Was ist nötig, damit Integration gelingt?
Was lobenswert ist und positive Veränderungen gebracht hat, sind Sprach- und Orientierungskurse. Zwar besteht noch Verbesserungsbedarf, was die Qualität und den Umfang angeht, aber dass es diese Kurse überhaupt gibt, ist ein Erfolg. Man kann staatlicherseits und auf organisatorischer Ebene zudem Begegnungsräume anbieten, etwa an öffentlichen Plätzen, oder niedrigschwellige Angebote machen. Da sind unter anderem kirchliche Einrichtungen gefragt, um offenen Raum für vorurteilsfreien Austausch zu schaffen. Wichtig ist zudem, Menschen nicht nur als Geflüchtete, Ausländer oder Migranten zu sehen, sondern – theologisch gesprochen – in ihrem ganzen Menschsein. Im Alltag neigen wir leider dazu, im anderen nur den Vertreter seiner Kultur zu sehen. Hier wäre es wichtig, den Blick nicht auf die kulturelle oder religiöse Zugehörigkeit zu verengen.
Wo sehen Sie Erfolge einer gelungenen Integration?
In vielen Bereichen, etwa der Bildung: Die Zahl der Abiturientinnen und Abiturienten mit Zuwanderungshintergrund lag im Jahr 2000 noch bei rund 20 Prozent. Aktuell ist die Quote auf 28 Prozent gestiegen. Das ist ein Riesenerfolg, fällt aber nicht so auf, weil auch die Rate der Einheimischen, die Abitur machen, deutlich gestiegen ist. Unter Zuwanderern gibt es zudem eine Vielzahl von Gewerbetreibenden und Selbstständigen, die niedrige Schulabschlüsse haben und es dennoch schaffen, ihre Familien zu ernähren. Vielen gelingt es, trotz täglicher Entwertungen, Beleidigungen und Rassismen psychisch gesund zu bleiben. Dahinter steckt eine enorme Kraft, um am Alltag nicht zu verzweifeln und auch die Rolle des Zweitplatzierten zu akzeptieren – obwohl sie den gleichen Platz beanspruchen könnten wie ein Einheimischer. Das sind Aspekte, die wir viel zu wenig sehen. Viele Familien schaffen es, trotz schwieriger Ausgangsbedingungen einigermaßen normal zu bleiben, nicht von Sozialhilfe abhängig zu sein, nicht gewalttätig oder psychisch krank zu werden. Die Normalität fällt aber leider nicht auf. In der Normalität ist ein Erfolg zu sehen, der im Diskurs oft verkannt wird.

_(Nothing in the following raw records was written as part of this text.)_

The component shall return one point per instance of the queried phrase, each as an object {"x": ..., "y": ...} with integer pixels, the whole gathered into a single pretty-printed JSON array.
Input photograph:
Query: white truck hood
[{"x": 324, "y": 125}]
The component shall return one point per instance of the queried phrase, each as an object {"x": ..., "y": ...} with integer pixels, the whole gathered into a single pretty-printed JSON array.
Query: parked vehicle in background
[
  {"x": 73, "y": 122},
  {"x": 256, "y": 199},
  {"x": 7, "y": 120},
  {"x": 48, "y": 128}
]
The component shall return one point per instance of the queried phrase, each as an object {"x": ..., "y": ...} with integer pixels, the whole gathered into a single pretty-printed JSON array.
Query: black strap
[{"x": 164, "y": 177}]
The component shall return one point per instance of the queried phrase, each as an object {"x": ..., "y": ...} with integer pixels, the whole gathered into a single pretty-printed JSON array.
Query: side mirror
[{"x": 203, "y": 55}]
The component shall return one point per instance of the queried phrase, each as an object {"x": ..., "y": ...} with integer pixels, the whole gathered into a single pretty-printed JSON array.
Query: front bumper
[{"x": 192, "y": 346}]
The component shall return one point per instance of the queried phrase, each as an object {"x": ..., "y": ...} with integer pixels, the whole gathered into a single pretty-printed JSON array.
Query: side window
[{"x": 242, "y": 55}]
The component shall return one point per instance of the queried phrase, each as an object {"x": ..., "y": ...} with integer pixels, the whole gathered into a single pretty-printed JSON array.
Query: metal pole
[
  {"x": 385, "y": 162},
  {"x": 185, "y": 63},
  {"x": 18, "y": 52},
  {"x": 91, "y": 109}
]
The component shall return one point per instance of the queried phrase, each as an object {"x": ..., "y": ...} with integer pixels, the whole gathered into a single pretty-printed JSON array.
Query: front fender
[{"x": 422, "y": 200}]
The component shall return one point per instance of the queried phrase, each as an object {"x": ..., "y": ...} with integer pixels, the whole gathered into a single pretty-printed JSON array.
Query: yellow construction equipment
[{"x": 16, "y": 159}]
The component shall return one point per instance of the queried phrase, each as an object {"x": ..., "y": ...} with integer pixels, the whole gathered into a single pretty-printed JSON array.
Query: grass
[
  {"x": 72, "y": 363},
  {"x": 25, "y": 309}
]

Prof. Dr. Hacı-Halil Uslucan ist Leiter des Zentrums für Türkeistudien und Integrationsforschung an der Universität Duisburg-Essen und war bis Ende Juni 2019 stellvertretender Vorsitzender des Sachverständigenrats für Integration und Migration. Er gilt als einer der profiliertesten Integrationsforscher Deutschlands.